Sherwin released his book, “The Cubs and the Kabbalist,” in April; in it the rabbi removes several curses on the team in kabbalistic fashion, leaving the Northside Boys free and clear to win their first World Series since 1908. Former Cubs President Andy McPhail dismissed the concept as asinine — and then promptly guided the team to a putrid 66-96 record before stepping down this month.
The baseball fan’s rallying cry of “Wait ’til next year!” has long carried the sweet taste of snail bait for Cubs fans — next year the team has invariably stunk, too. In contrast to the agonies of the Boston Red Sox, who came painfully close to snatching the crown during their 86 years of futility, for the past 99 seasons the Cubs have, with rare exceptions, emanated an odor befitting a city once known as the “hog butcher to the world.”
“The conclusion I have come to is that they’re cursed. There’s no other possible explanation,” emphasized Sherwin, a professor at Chicago’s Spertus Institute of Jewish Studies.
The Cubbies last appeared in a World Series in 1945, falling to the Detroit Tigers in seven hard-fought games. While popular folklore holds that tavernkeeper Vasili “Billy Goat” Sianis placed a curse on the team when they refused to let him take his stinky goat into the game with him (go figure), Sherwin sees things differently.
He believes the Cubs’ anti-Semitism damned them to collapse down the stretch in ’69 to the Miracle Mets (don’t bring this one up around any Chicagoan), hit the ground face-first vs. Steve Garvey and the Padres in ’84, feel the wrath of Will Clark and the Giants in ’89 and — literally — suffer at the hand of Jewish fan Steve Bartman in 2003.
The star player of the ’45 Tigers, as any Jewish fan well knows, was Hank Greenberg. Greenberg was mercilessly hounded from the Cubs’ bench during that series, which Sherwin feels was far more fateful than any curse placed by a Greek immigrant and his goat.

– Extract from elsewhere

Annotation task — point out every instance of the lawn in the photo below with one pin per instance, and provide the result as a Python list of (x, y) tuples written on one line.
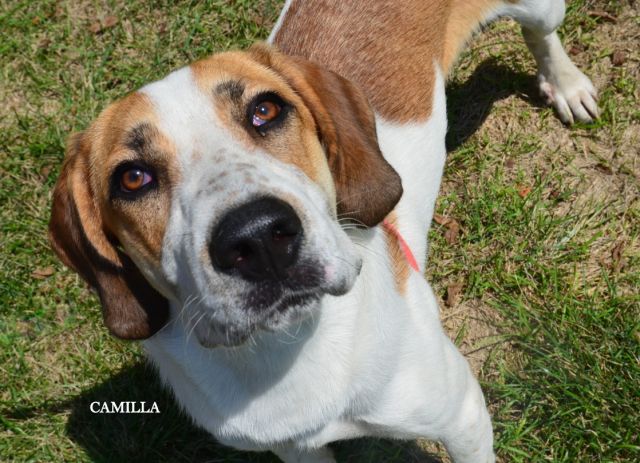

But the Cubs’ curse goes deeper than that. Sherwin claims the team initiated its suffering in 1932, the World Series where Babe Ruth allegedly called his shot to center field; fans and players ragged the Bambino because he supposedly had black relatives.
In Sherwin’s book, the rabbi removes curses on Wrigley Field before creating a golem who pitches and hits his way to the World Series title.
Sherwin has no plans to go down to Waveland Avenue and cast an incantation on Wrigley’s ivy-strewn walls. His book is a fantasy — “but the Cubs winning the World Series, period, is a fantasy,” he noted.
While the Cubs’ 99 years and counting is a number often bandied about by the national media, local fans know that the San Francisco Giants haven’t won it all since 1954. And Sherwin has an explanation for that, too.
The Giants are cursed because they took Willie Mays out of New York and put him in a windy hellhole called Candlestick Park — a move akin to taking the Venus de Milo out of the Louvre and putting it up in a Port-a-John.
And the Giants also stole Mays and the team from a young fan named Byron Sherwin.
“After the Giants left New York, I really stopped being a fan,” he admitted.
“The Cubs and the Kabbalist” by Rabbi Byron L. Sherwin (260 pages, West Oak Press, $24.95).